"I couldn't promise her that, sir," was the answer. "I did say I'd send on the message to you, and I was just coming with it, sir. She said she'd sit up till twelve o'clock."

"Very good," I said.

Upon inquiry I found that the place was two miles away; and, as our old friend Simmons was still on the cab-stand, I jumped into his cab, and bade him drive me as fast as he could to No. 19 Bellringer Street. I wanted a sense of motion, and a chance of scene. If I had been in Guernsey, I should have mounted Madam, and had another midnight ride round the island. This was a poor substitute for that; but the visit would serve to turn my thoughts from Julia. If any one in London could do the man good. I believed it was I; for I had studied that one malady with my soul thrown into it.
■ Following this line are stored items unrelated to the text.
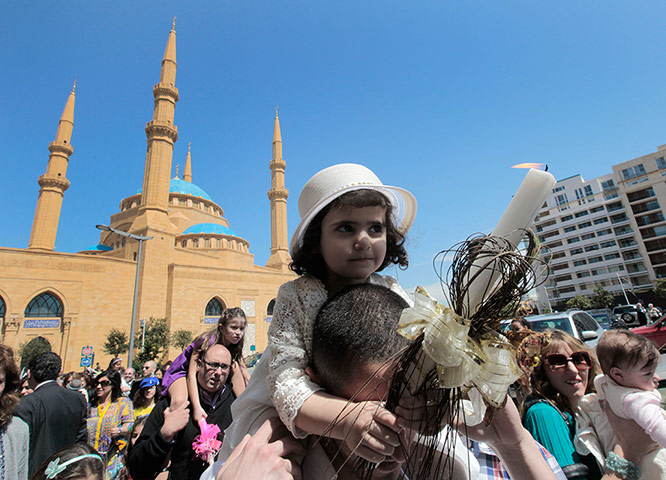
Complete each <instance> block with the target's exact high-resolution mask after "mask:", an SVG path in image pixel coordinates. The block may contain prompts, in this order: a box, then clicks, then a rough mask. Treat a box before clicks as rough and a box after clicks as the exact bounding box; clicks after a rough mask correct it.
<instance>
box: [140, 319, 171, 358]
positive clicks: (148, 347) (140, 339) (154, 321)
mask: <svg viewBox="0 0 666 480" xmlns="http://www.w3.org/2000/svg"><path fill="white" fill-rule="evenodd" d="M142 340H143V348H141V342H142ZM168 346H169V328H168V327H167V324H166V318H153V317H150V319H149V320H148V321H146V336H145V339H144V338H143V329H142V328H139V329H137V332H136V336H135V337H134V351H135V352H137V351H138V353H135V354H134V360H135V362H137V363H138V364H142V363H144V362H146V361H148V360H155V361H156V362H158V363H159V359H160V358H161V357H162V354H164V352H165V351H166V349H167V347H168Z"/></svg>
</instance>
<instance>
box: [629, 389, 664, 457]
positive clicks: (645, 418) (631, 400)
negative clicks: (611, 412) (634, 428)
mask: <svg viewBox="0 0 666 480" xmlns="http://www.w3.org/2000/svg"><path fill="white" fill-rule="evenodd" d="M622 407H623V408H624V411H625V413H626V414H627V416H628V417H629V418H632V419H633V420H634V421H635V422H636V423H637V424H639V425H640V426H641V427H642V428H643V429H644V430H645V433H647V434H648V435H650V438H651V439H652V440H654V441H655V442H657V443H658V444H659V445H661V446H662V447H666V418H665V417H664V413H665V412H664V411H663V410H662V409H661V407H660V406H659V399H658V398H657V397H656V396H655V395H653V394H652V392H635V393H630V394H628V395H627V396H626V397H624V400H623V401H622Z"/></svg>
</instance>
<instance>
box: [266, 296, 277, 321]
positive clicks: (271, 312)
mask: <svg viewBox="0 0 666 480" xmlns="http://www.w3.org/2000/svg"><path fill="white" fill-rule="evenodd" d="M274 308H275V299H273V300H271V301H270V302H268V307H266V315H268V316H269V317H272V316H273V309H274Z"/></svg>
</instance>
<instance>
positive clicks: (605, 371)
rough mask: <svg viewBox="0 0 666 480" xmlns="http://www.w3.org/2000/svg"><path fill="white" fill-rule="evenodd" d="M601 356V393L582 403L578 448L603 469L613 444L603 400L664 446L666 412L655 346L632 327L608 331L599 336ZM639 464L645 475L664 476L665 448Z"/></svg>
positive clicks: (587, 396)
mask: <svg viewBox="0 0 666 480" xmlns="http://www.w3.org/2000/svg"><path fill="white" fill-rule="evenodd" d="M597 357H598V359H599V363H600V364H601V369H602V370H603V372H604V373H603V374H602V375H598V376H597V377H596V378H595V379H594V385H595V387H596V389H597V394H589V395H586V396H585V397H583V399H582V400H581V401H580V402H579V414H578V415H577V420H576V422H577V431H578V435H577V438H576V441H575V446H576V450H577V451H578V452H579V453H582V454H587V453H593V454H594V456H595V458H596V459H597V462H598V463H599V464H600V466H601V467H602V468H603V466H604V459H605V456H606V453H608V452H609V451H611V450H612V448H613V445H614V443H615V439H614V438H613V433H612V429H610V427H609V424H608V419H607V418H606V415H605V414H604V413H603V410H602V409H601V407H600V405H599V400H606V402H608V406H609V407H610V408H611V410H613V412H614V413H615V414H616V415H617V416H619V417H622V418H627V419H631V420H634V421H635V422H636V423H637V424H638V425H640V426H641V427H643V429H644V430H645V433H647V434H648V435H649V436H650V438H652V440H654V441H655V442H657V443H658V444H659V445H661V447H666V412H665V411H664V410H662V409H661V407H660V403H661V394H660V393H659V392H658V391H657V386H658V382H659V377H658V376H657V375H656V374H655V370H656V368H657V364H658V363H659V357H660V354H659V350H657V347H656V346H655V345H654V344H653V343H652V342H651V341H650V340H648V339H647V338H645V337H642V336H640V335H637V334H635V333H632V332H630V331H629V330H609V331H607V332H605V333H604V334H603V335H602V336H601V338H600V339H599V343H598V344H597ZM641 468H642V469H643V478H666V450H664V449H663V448H659V449H656V450H654V451H653V452H650V453H649V454H647V455H645V457H644V458H643V461H642V462H641ZM648 472H651V474H648ZM654 475H656V476H654Z"/></svg>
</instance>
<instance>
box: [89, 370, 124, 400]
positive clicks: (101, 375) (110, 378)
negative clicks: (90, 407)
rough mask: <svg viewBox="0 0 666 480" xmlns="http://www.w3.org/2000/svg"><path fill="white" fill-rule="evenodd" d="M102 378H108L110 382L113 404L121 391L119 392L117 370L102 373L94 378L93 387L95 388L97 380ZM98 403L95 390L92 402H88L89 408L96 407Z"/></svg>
mask: <svg viewBox="0 0 666 480" xmlns="http://www.w3.org/2000/svg"><path fill="white" fill-rule="evenodd" d="M102 377H106V378H108V379H109V382H111V401H112V402H115V401H116V400H118V399H119V398H120V396H121V395H122V390H120V373H118V371H117V370H105V371H103V372H102V373H100V374H99V375H97V376H96V377H95V386H97V382H99V379H100V378H102ZM98 403H99V398H97V389H95V395H94V396H93V398H92V400H90V406H91V407H96V406H97V404H98Z"/></svg>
"We turned at last into a shabby street, recognizable even in the twilight of the scattered lamps as being a place for cheap lodging-houses. There was a light burning in the second-floor windows of No. 19; but all the rest of the front was in darkness. I paid Simmons and dismissed him, saying I would walk home. By the time I turned to knock at the door, it was opened quietly from within. A woman stood in the doorway; I could not see her face, for the candle she had brought with her was on the table behind her; neither was there light enough for her to distinguish mine.

"Are you come from Dr. Lowry's?" she asked.

The voice sounded a familiar one, but I could not for the life of me recall whose it was.

"Yes," I answered, "but I do not know the name of my patient here."

"Dr. Martin Dobrée!" she exclaimed, in an accent almost of terror.

I recollected her then as the person who had been in search of Olivia. She had fallen back a few paces, and I could now see her face. It was startled and doubtful, as if she hesitated to admit me. Was it possible I had come to attend Olivia's husband?

"I don't know whatever to do!" she ejaculated; "he is very ill to-night, but I don't think he ought to see you—I don't think he would."